Depois de desaparecer do mundo da medicina por um tempo, Alina finalmente voltou. Ela reabriu sua pequena clínica, esquecida sob camadas de poeira e memória. Não era luxuosa, mas era quente, sincera—nada como o Hospital Internacional Bungalow, que agora existia apenas como um fantasma de dor. Ela não queria voltar para lá. Aquele lugar a lembrava demais de Raja.
Leo também foi embora. O cara tinha se mudado para outra cidade, arrumando uma nova carreira como médico de um hospital regional. Deixando as memórias para trás e deixando Alina também.
Um dia de primavera, o vento soprava suavemente quando o sino da clínica tocou. Um homem idoso entrou, vestido com um terno elegante e cheirando a perfume caro. O rosto dele calmo, mas os olhos tinham algo incomum. Ele veio sozinho—sem guarda-costas, sem motorista.
'Eu gostaria de um check-up', ele disse, com uma voz profunda e autoritária.
Alina olhou para ele brevemente, sentindo algo estranho. Mas ela assentiu, mantendo a profissionalidade.
'Por favor, sente-se. Vamos começar o exame.'
Momentos depois, ela falou de novo. 'Sua pressão arterial está normal, Senhor. Mas eu aconselho a diminuir o consumo de doces e caminhar mais se quiser ter uma vida longa', Alina disse com um sorriso gentil.
O velho assentiu. Os olhos dele pousaram nela, como se estivesse lendo a história da vida dela através do olhar dela.
'Obrigado, Dra. Monroe. Seu serviço é… curativo', ele disse, com a voz cheia de seriedade.

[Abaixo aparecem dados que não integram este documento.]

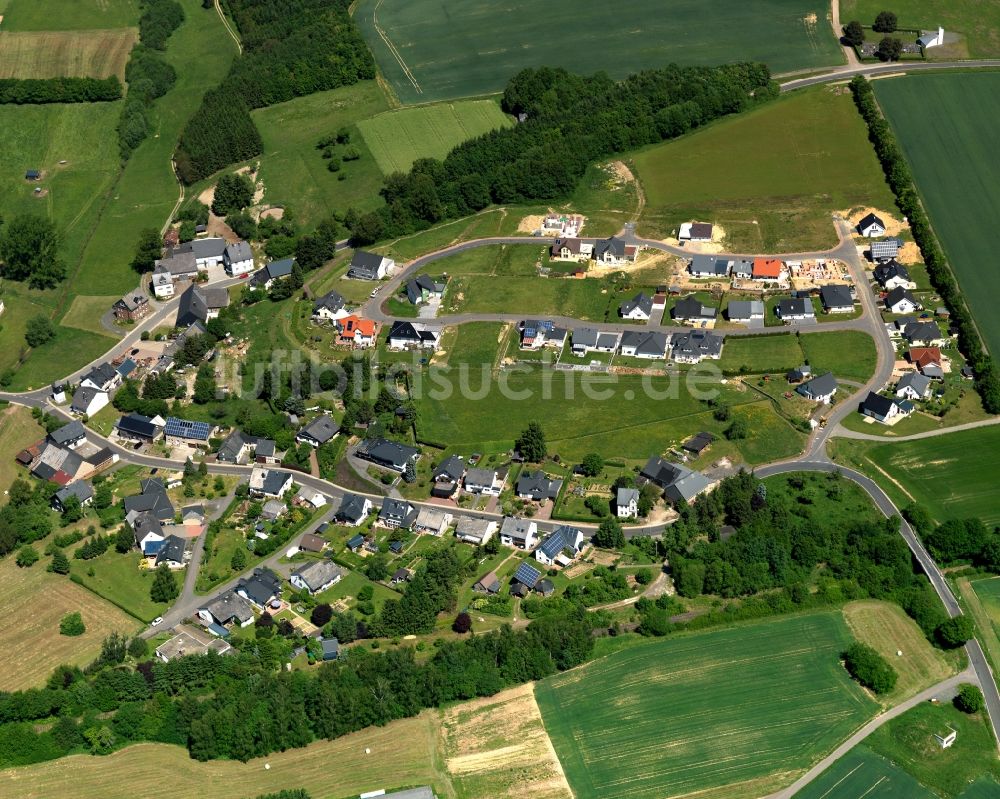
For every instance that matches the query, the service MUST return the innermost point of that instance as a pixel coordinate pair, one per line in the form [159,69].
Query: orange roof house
[767,268]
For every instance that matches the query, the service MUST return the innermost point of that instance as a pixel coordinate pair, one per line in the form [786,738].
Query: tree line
[36,91]
[900,180]
[290,49]
[569,122]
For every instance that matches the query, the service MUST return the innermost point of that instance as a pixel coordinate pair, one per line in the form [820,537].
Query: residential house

Alina sorriu educadamente. Mas quando ela se virou para escrever algo em sua mesa, o homem disse: 'Sabe, meu filho uma vez veio em um lugar como este. Mas ele era teimoso demais para se examinar.'
Alina se virou rapidamente. 'Seu filho, Senhor?'
O homem deu um sorriso fraco. 'O nome dele é Raja. Talvez você já tenha ouvido falar dele.'
O sangue drenou do rosto de Alina. O coração dela bateu sem motivo.
'…Raja Mahesa?'
O velho apenas assentiu.
'Ele é meu filho. E a julgar pelo quanto ele sofreu no ano passado… eu sei, com certeza, que existe uma mulher que significou o mundo para ele. E eu acredito… estou falando com ela agora.'
Alina congelou. Sem saber o que dizer.
'Eu não estou aqui para forçar vocês dois a voltarem', disse o homem enquanto se levantava lentamente. 'Eu só queria dizer obrigado… por fazer meu filho se apaixonar tão profundamente.'
Então ele saiu. Deixando Alina congelada em sua cadeira, segurando um estetoscópio que agora parecia pesado—como se estivesse sobrecarregada pelo peso de um passado que de repente havia retornado.